On a vu, notamment à travers l'étude des trois textes : Jean le Bleu , Virgile et Le Grand Théâtre , quelques aspects de l'écriture autobiographique chez Giono. Mais si ces trois textes ont des points communs, dans la mesure où ils évoquent, tous, le passé, ils sont, en fait, divergents parce que la représentation du moi ainsi que le récit des souvenirs se font de manières différentes dans chacun d'entre eux.

Tout en mettant en oeuvre les principes mêmes de ce type d'écriture chez Giono, notamment au plan des rapports de la réalité à la fiction, Jean le Bleu est un texte où les souvenirs sont racontés à travers une thématique, qui somme toute est classique dans une autobiographie, mais à laquelle Giono donne un caractère qui lui est bien propre : c'est l'initiation de l'enfant. Il s'agit, comme on l'a vu, d'un écart entre ce texte et les données traditionnelles de l'autobiographie.

Virgile , lui, se distingue par le va-et-vient entre le présent de l'énonciation et le passé de l'histoire.
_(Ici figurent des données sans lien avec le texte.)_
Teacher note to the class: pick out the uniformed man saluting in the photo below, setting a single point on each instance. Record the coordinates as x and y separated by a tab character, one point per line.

L'écriture autobiographique met, en effet, en valeur l'importance des « crises » qui, probablement, sont à la base de l'évocation du passé dans cette oeuvre. Le caractère de ce passé, marqué par des moments de bonheur mais aussi de « crises », est quelque peu déterminée par la situation de l'auteur en 1943, qui est, elle aussi, une situation de « crise ». La réciproque est aussi vraie : la façon de voir le présent et de juger l'actualité est plus ou moins déterminée chez Giono par le souvenir de la première guerre. C'est en gros l'hypothèse que nous avons proposée pour l'étude de ce texte.

Virgile pose aussi le problème du lien entre la biographie du poète latin et l'autobiographie. Derrière l'apparente rupture entre les deux vies (et les deux « parties »), il existe, en fait, un lien très fort : les deux hommes ont une sensibilité poétique analogue. A l'allure poétique qui distingue le récit de vie (plus ou moins imaginaire) de Virgile correspond le récit « poétique » des souvenirs d’enfance de Giono. De plus c'est la « poésie » que Giono propose justement comme remède aux crises vécues par les hommes qui vont à leur perte parce qu'ils attachent trop d'importance à la technologie et aux produits industriels (thème incarné par l'oeuvre de Jules Verne) et oublient la « poésie » d'une vie simple et naturelle (incarnée par Robinson Crusoé) qui peut leur procurer le vrai bonheur et les "vraies richesses".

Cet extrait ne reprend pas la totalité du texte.